Even further back, at the head of the tunnel, a hump in the bypass channel allows high flood water to enter the spillway of the Impounding Dam, to prevent overflow onto Kittanning Point Road.

The settling pond dam itself no longer looks like a dam, because the lake behind it has filled in, and the stream — the mix of bypass water and Scotch Run — passes through unimpeded to the bypass channel extension around Lake Altoona.

Largest source

The three-reservoir complex at the Curve is the Altoona Water Authority’s largest source of water and its most dependable supply, according to Tobias Nagle, the authority’s water treatment supervisor.

At this point, all incoming water for all three in-line reservoirs comes through the grate and valve setup for Glen White Run above the Kittanning Point reservoir, Nagle said.

The quality of Glen White Run water is fairly good, because of a system of passive acid-mine-drainage treatment facilities on the mountain, he said.

The grate and valve setup for Kittanning Run is semi-permanently closed, because that stream’s water quality is not good, Nagle said.

Kittanning Run water makes up all the normal flow in the bypass channel, until it mixes with Scotch Run water below the tunnel, he said.

Just a couple of weeks ago, the authority began talks with the state Department of Environmental Protection on the potential for installing passive treatment facilities in the Kittanning Run watershed, Nagle said.

Realizing those facilities is a long way off — probably decades — and will depend on political effort, Nagle said.

But if it should happen, it would virtually make the authority’s overall system drought-proof, as Kittanning Run’s volume is at least equal to Glen White Run’s, he said.

Cleaning up Kittanning Run would mean the bypass channel would be empty of bad-quality water, which would mean also that the water of Scotch Run could be admitted to Lake Altoona by opening up a line in the bypass channel extension.

The authority’s water system is already close to being drought-proof, as it includes the Little Allegheny and Mill Run reservoirs and Homers Gap reservoirs, all built by the city — plus Tipton, Bellwood, Blair Gap, Plane 9 and Kettle reservoirs, all built by the railroad.

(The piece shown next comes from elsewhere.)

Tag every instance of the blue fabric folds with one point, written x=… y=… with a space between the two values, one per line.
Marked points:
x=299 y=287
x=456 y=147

Muleshoe Reservoir is owned by Hollidaysburg but contributes water to the authority’s Plane 9 treatment plant.

The protections established by Knight at the Curve reservoir complex enable the authority to seal off the reservoirs from contamination should there be a traffic or railway accident upstream that causes a spill of hazardous liquids, Nagle said.

The entire Curve reservoir complex was constructed for $850,000 and all financed with public bonds, Glenn said.

“(The citizens who paid for the work) wanted clean, safe, reliable water,” he said.

There was intense interest at the time in water and sewer works, given their capacity to diminish the threat of diseases like cholera and typhoid, Glenn said.

The complex would cost about $85 million to duplicate today, Glenn said.

“It’s elegant, but functional,” Glenn said of the complex. “Being an engineer, I can appreciate these kinds of solutions.”